[Problem Set 4 Networks] Problem 3: Hopfield model

Link of the iPython notebook for the code

AT2 – Neuromodeling: Problem set #4 NETWORKS

PROBLEM 3: Hopfield Model

\newcommand{\T}{ {\raise{0.7ex}{\intercal}}} \newcommand{\sign}{\textrm{sign}}

We will study the properties of a Hopfield network with $N = 64$ neurons, whose dynamics obeys the following differential equation:

\dot{\textbf{x}} = - \textbf{x} + f(W \textbf{x}) + σ η(t)

where

  • $\textbf{x}$ is the firing rates vector

  • $W$ is the $N × N$ weight matrix

  • $η(t)$ is a Gaussian noise of magnitude $σ = 0.1$

  • the activation function $f ≝ \sign$ for the sake of simplicity

1. Storing a pattern

A pattern $\textbf{p} ∈ 𝔐_{N,1}(\lbrace -1, 1 \rbrace)$ is stored in the Hopfield network by setting:

W ≝ \frac 1 N \textbf{p} \textbf{p}^\T

Here are some examples of patterns, visualized as $8×8$ images:

Figure
Figure 1.a. - Visualizations of $8×8$ patterns

To begin with, let us focus on storing the battery pattern $\textbf{p}_{\text{bat}}$:

Figure
Figure 1.b.1 - One Pattern stored: Battery

We set

W ≝ \frac 1 N \, \textbf{p}_{\text{bat}} \textbf{p}^\T_{\text{bat}}

Then, we simulate the network with resort to the Euler method (with time-increment $dt = Δt ≝ 0.1$ (arbitrary units)):

\textbf{x}(t+Δt) = (1 - Δt)\, \textbf{x}(t) + Δt \, \sign(W \textbf{x}(t)) + \sqrt{Δt} \, σ η(t)
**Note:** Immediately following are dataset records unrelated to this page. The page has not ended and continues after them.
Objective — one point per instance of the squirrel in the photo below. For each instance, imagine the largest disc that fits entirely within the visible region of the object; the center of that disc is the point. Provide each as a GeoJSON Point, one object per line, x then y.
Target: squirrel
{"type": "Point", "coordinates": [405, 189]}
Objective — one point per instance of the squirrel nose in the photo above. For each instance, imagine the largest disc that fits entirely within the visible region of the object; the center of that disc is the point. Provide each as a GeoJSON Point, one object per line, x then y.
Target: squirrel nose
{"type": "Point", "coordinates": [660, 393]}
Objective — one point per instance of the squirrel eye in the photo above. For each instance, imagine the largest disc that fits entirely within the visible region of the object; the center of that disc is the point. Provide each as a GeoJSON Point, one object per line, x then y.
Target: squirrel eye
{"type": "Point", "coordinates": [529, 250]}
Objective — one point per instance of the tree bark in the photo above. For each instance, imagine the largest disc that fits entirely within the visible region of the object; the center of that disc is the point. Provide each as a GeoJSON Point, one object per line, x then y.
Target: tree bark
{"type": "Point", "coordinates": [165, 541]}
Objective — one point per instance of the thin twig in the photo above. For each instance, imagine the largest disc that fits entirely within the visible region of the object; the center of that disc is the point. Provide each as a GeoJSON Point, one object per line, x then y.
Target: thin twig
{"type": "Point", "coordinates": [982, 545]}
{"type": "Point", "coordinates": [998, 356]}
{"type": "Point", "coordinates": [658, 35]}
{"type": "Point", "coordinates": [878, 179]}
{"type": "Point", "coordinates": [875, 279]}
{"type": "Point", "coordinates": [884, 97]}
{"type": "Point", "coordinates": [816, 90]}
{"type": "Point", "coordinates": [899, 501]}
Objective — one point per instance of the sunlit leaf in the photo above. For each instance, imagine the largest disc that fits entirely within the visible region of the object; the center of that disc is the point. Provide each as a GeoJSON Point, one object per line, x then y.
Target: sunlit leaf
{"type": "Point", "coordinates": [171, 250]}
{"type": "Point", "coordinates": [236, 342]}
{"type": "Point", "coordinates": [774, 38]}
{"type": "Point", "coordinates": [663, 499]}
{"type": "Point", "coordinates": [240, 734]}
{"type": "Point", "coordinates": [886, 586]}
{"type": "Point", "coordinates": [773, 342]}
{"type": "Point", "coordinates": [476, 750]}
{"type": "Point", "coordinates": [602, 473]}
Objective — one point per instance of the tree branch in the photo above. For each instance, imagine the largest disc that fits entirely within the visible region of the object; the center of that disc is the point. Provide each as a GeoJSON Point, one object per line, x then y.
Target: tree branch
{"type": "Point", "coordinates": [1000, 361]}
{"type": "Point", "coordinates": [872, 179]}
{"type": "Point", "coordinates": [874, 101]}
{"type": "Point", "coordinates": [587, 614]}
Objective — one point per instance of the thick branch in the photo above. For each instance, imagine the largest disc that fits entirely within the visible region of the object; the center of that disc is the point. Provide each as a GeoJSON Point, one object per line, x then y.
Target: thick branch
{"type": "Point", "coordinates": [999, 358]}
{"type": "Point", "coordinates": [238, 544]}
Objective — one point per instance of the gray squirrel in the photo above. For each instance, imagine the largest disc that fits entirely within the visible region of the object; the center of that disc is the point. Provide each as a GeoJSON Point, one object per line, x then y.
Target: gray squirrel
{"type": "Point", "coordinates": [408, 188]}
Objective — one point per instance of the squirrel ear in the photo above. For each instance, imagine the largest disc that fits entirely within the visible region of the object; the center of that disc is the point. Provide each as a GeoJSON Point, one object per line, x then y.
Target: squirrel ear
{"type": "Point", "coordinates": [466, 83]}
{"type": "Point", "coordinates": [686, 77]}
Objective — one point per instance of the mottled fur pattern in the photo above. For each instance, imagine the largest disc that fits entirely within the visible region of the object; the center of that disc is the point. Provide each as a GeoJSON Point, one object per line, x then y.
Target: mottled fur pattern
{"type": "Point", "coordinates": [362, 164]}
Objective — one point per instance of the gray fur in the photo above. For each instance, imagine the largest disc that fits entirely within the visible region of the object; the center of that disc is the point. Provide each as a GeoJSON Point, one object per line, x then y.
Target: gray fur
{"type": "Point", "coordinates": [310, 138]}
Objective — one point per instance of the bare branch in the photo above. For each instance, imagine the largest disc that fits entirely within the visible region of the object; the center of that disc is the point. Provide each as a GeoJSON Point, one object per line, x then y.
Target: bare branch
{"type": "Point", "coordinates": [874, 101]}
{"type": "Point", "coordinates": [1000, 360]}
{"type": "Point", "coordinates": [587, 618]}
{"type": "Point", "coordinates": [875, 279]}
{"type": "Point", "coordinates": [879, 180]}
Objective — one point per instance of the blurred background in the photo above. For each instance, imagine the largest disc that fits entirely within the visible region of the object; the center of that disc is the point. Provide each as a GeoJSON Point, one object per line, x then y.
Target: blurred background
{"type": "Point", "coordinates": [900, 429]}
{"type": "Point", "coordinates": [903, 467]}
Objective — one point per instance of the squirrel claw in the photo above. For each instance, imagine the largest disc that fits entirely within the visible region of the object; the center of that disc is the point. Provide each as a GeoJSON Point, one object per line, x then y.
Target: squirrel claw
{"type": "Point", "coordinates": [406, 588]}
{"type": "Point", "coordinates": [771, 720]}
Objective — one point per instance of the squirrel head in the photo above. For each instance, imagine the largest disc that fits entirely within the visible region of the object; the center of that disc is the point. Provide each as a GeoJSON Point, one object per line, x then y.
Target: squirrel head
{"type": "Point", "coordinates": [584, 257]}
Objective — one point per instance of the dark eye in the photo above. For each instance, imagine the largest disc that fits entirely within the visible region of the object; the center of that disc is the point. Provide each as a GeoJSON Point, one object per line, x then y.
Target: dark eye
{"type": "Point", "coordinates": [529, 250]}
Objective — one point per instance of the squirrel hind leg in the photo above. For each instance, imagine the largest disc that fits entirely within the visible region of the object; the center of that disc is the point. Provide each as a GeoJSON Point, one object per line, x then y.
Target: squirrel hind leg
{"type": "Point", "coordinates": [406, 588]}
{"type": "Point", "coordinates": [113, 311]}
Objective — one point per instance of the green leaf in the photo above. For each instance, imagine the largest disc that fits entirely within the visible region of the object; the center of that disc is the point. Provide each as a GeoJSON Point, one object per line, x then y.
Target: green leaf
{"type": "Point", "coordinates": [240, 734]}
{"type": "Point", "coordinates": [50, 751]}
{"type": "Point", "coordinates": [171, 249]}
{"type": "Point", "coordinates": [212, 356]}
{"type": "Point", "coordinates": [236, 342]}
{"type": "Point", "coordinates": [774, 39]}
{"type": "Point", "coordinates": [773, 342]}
which yields, for random starting patterns:

Figure

Figure
Figure 1.b.2 - One Pattern (battery) stored: Network simulation from different starting patterns

It can be noticed that the network relaxes to two fixed points, in our examples:

  • the battery pattern: $\textbf{p}_{\text{bat}}$
  • and its opposite pattern: $-\textbf{p}_{\text{bat}}$

From a theoretical standpoint, this can be explained by the fact that both $\textbf{p}{\text{bat}}$ and $-\textbf{p}{\text{bat}}$ are fixed points of the function

\textbf{x} ⟼ \sign(W\textbf{x})

Indeed:

\begin{align*} \sign\left(W \textbf{p}_{\text{bat}}\right) & = \sign\left(\frac 1 N \left(\textbf{p}_{\text{bat}} {\textbf{p}_{\text{bat}}}^\T\right) \textbf{p}_{\text{bat}}\right) \\ & = \sign\left(\frac 1 N \textbf{p}_{\text{bat}} \left({\textbf{p}_{\text{bat}}}^\T \textbf{p}_{\text{bat}}\right)\right) &&\text{(because the matrix product is associative)}\\ &= \sign\Bigg(\frac 1 N \textbf{p}_{\text{bat}} \overbrace{\Bigg(\sum\limits_{ i=1 }^N \underbrace{ \left[\textbf{p}_{\text{bat}}\right]_i^2}_{= \; 1}\Bigg)}^{= \; N}\Bigg) \\ &= \sign\left(\textbf{p}_{\text{bat}}\right) \\ &= \textbf{p}_{\text{bat}} &&\text{(because } \textbf{p}_{\text{bat}} ∈ 𝔐_{N,1}(\lbrace -1, 1 \rbrace)\\ & &&\;\text{ so } \sign\left(\left[\textbf{p}_{\text{bat}}\right]_i\right) = \left[\textbf{p}_{\text{bat}}\right]_i \quad ∀1≤i≤N \text{ )} \end{align*}

And:

\begin{align*} \sign\left(W (-\textbf{p}_{\text{bat}})\right) & = \sign\left(-W \textbf{p}_{\text{bat}}\right)\\ &= -\sign\left(W \textbf{p}_{\text{bat}}\right) &&\text{(because } \sign \text{ is an odd function)}\\ &= -\textbf{p}_{\text{bat}} \end{align*}

Therefore, leaving the noise aside, by setting:

φ ≝ \textbf{x} ⟼ -\textbf{x} + \sign(W\textbf{x})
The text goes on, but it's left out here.